As he sat on the uncomfortable couch his mother had talked him

into, one beer turned into two, and that turned into the third. The secret burned his insides like acid, and he wanted to tell someone. He wanted to talk about how he’d met someone he cared about. Why should it matter

that person was a guy? Why couldn’t anyone just be happy for him?

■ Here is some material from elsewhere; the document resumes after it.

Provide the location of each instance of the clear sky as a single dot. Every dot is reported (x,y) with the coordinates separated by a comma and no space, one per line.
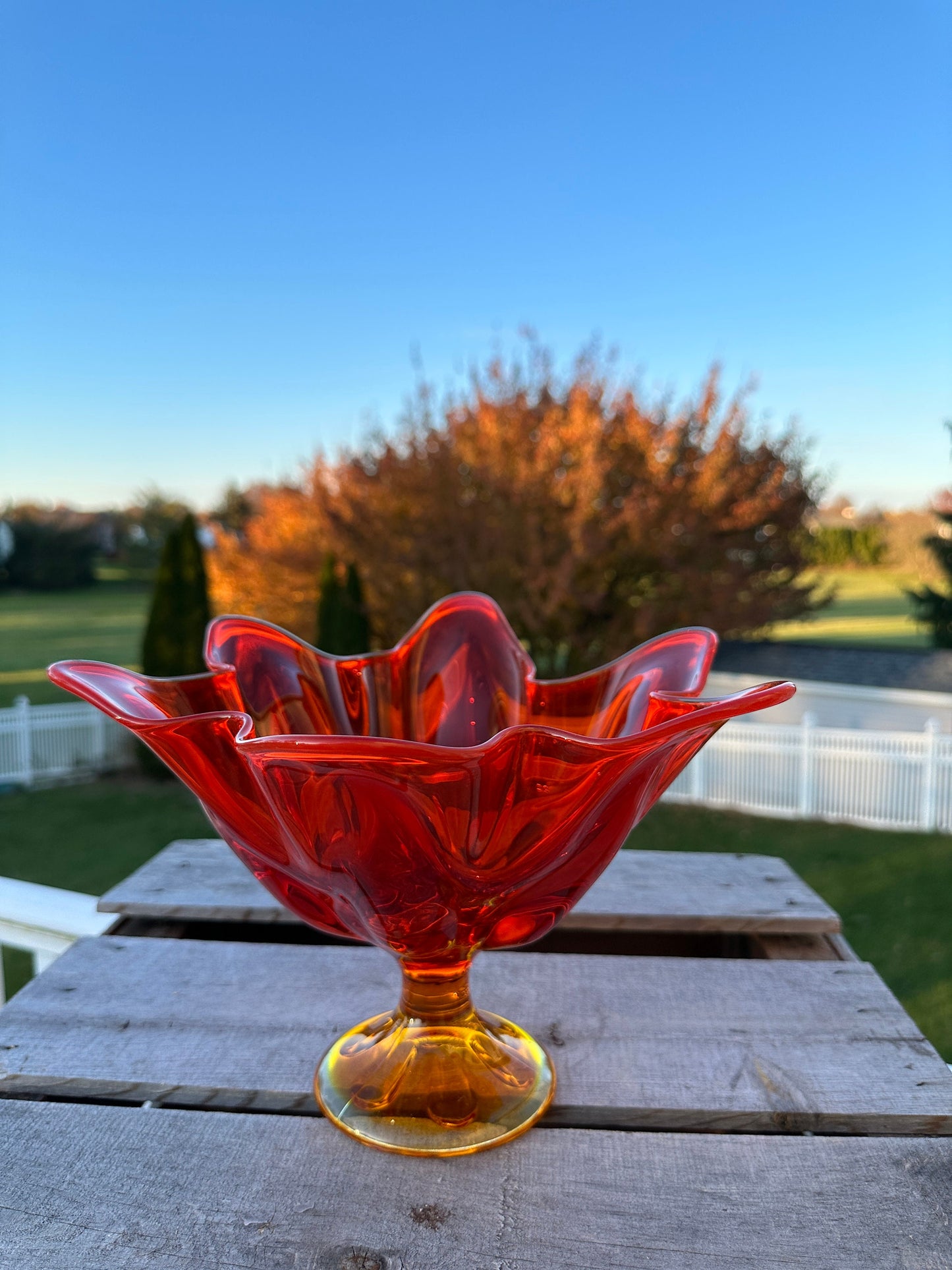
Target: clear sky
(225,225)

Simon flipped through the contacts on his phone, family and friends, as he tried to find someone who wouldn’t hate him for being gay.

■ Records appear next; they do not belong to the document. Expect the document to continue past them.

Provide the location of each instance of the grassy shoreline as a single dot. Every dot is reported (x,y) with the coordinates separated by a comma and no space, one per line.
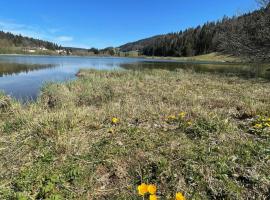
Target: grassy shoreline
(183,131)
(211,57)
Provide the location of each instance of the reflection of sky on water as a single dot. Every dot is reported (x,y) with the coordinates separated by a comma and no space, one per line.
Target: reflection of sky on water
(21,80)
(22,76)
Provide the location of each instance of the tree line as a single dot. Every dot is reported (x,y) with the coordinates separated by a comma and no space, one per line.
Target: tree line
(247,35)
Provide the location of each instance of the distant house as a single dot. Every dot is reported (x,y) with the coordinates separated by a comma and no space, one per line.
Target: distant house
(31,51)
(42,48)
(61,52)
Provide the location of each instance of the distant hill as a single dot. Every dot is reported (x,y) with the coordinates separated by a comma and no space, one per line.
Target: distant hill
(11,40)
(247,35)
(11,43)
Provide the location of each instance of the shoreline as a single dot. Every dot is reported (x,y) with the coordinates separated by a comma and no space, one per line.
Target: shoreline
(207,58)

His thumb stopped on his sister, Rachel.

He sat for a moment, staring at the name. There was no picture

because he hadn’t seen his sister in person for more than five years, since she got sick of their mother’s interference and moved her kids to San

Diego. The time at the top of the phone screen read 10:03 p.m., which

meant it was only eight o’clock there. Before he could talk himself out of it or change the contact on the screen to call Julian instead, he pressed Call. Time and reality swirled in the haze of alcohol around him while he waited. She answered on the third ring.

“Simon? What’s wrong, what’s happened?” Rachel’s voice sounded

resigned, with a bit of fear laced in between the words.

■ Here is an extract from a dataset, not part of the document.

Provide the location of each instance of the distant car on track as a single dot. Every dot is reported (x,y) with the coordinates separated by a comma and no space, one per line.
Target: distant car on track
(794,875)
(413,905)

“N…. Nothing is wrong. I can’t call my sister?”

“Simon,” Rachel sighed. “We talk once a year, at Christmas. We’re

not even friends on Facebook. Now, I have to help a nine-year-old build a model of the solar system out of wire and Styrofoam balls. Why don’t you tell me why you called?”

“I….”

The words froze in his throat. He sat on that ugly couch, surrounded

by the crap his mother had picked out, and looked at the picture on the

side table: Simon, his parents, both brothers, and his sister at his high school graduation. Even then, they had been growing apart, each of them

looking in a different direction, looking as if they wanted to escape.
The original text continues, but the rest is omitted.